More than 35 9th-12th grade students submitted applications to become a Student Equity Ambassador, and a total of 30 high school students participated in one or more work sessions throughout the process. The makeup of the participating ambassadors included students from diverse racial and ethnic backgrounds that included but were not limited to: Latino/a, Asian American, Indian, African-American, White, and African. Approximately 70 6th-8th grade students submitted applications to become student equity ambassadors and 30 students were selected.
Thirty high school Student Equity Ambassadors participated in three initial training and work sessions. These Equity Ambassadors spent approximately 15-30 hours in these sessions, which were specifically designed to introduce high school students to the concept of policy development. At the request of the ambassadors, additional work sessions were arranged to provide more time for student input and review. Sessions were comprised of large group, small group, independent learning, and brainstorming activities designed to educate students and staff on the process for co-creating ideas that would ultimately inform policy development. At the conclusion of the third ambassador work session, every high school ambassador was asked to indicate in writing if they wanted to 1) Assist in training and working with the 6th-8th grade ambassadors, 2) Assist in training and working with teachers or 3) Present ambassador information and experiences at the December 2022 or January 2023 school board meeting. Student Equity Ambassadors trained approximately 50-75 MCCSC teachers; the participating teachers unanimously suggested that the training delivered by the students should be mandatory for all teachers in the corporation.
Developing the policy and engaging the community.
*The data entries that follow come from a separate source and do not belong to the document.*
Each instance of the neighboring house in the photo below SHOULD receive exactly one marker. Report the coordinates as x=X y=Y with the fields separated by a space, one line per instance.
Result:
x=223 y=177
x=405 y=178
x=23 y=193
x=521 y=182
Approximately 200 teachers, students and administrators shared their thoughts, suggestions, and ideas in the development of the first ever proposed MCCSC Racial Equity Policy. Approximately 350 community members, parents, caregivers, and educators completed our racial equity survey and provided input on the six components of our future policy. MCCSC administration collected approximately 2,070 written, open-ended responses on what should be included in the racial equity policy. Cumulatively, the MCCSC administrators and staff spent more than 720+ hours working on the development of the racial equity policy.